COM A PALAVRA, O INSTITUTO LULA
Por meio da assessoria de imprensa do Instituto Lula, o ex-presidente informou:
"Os
serviços foram palestras. Lula realizou 72 palestras para 45 empresas
de diversos países e setores, inclusive para a Infoglobo, das
Organizações Globo. Todas as palestras foram realizadas regularmente,
com valores cobrados em condições iguais de todas as empresas, com nota
fiscal e todos os impostos foram pagos dentro da lei. Elas não tem
nenhuma relação com nenhuma ilegalidade ou vantagem indevida.
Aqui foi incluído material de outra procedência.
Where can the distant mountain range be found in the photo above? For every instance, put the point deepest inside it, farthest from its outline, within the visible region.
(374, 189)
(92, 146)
Foram
5 palestra para a Andrade Gutierrez, conforme nosso relatório que
relata TODAS as palestras do ex-presidente e está disponível na
internet:
http://institutolula.org/uploads/relatoriopalestraslils20160323.pdf
Sobre
o laudo, por informações veiculadas na imprensa, os executivos da
Andrade Gutierrez já afirmaram em delação premiada não existir nenhuma
irregularidade na contratação de palestras.
As doações ao
Instituto são para a manutenção de suas atividades e o ex-presidente não
recebe do Instituto Lula. Todas as doações também foram feitas com o
devido registro e impostos pagos. A Receita Federal recebeu do Instituto
Lula todas as informações sobre o uso desses recursos nas atividades do
Instituto.
Por decisão do Supremo Tribunal Federal, as
investigações conexas ao ex-presidente encontram-se sob sigilo de
justiça e análise do ministro Teori Zavascki. A divulgação desse
relatório parece ter fins midiáticos e de provocação a essa determinação
do Supremo Tribunal Federal."
COM A PALAVRA, A ANDRADE GUTIERREZ
A
empreiteira Andrade Gutierrez, procurada pela reportagem via assessoria
de imprensa, informou que não iria comentar o documento.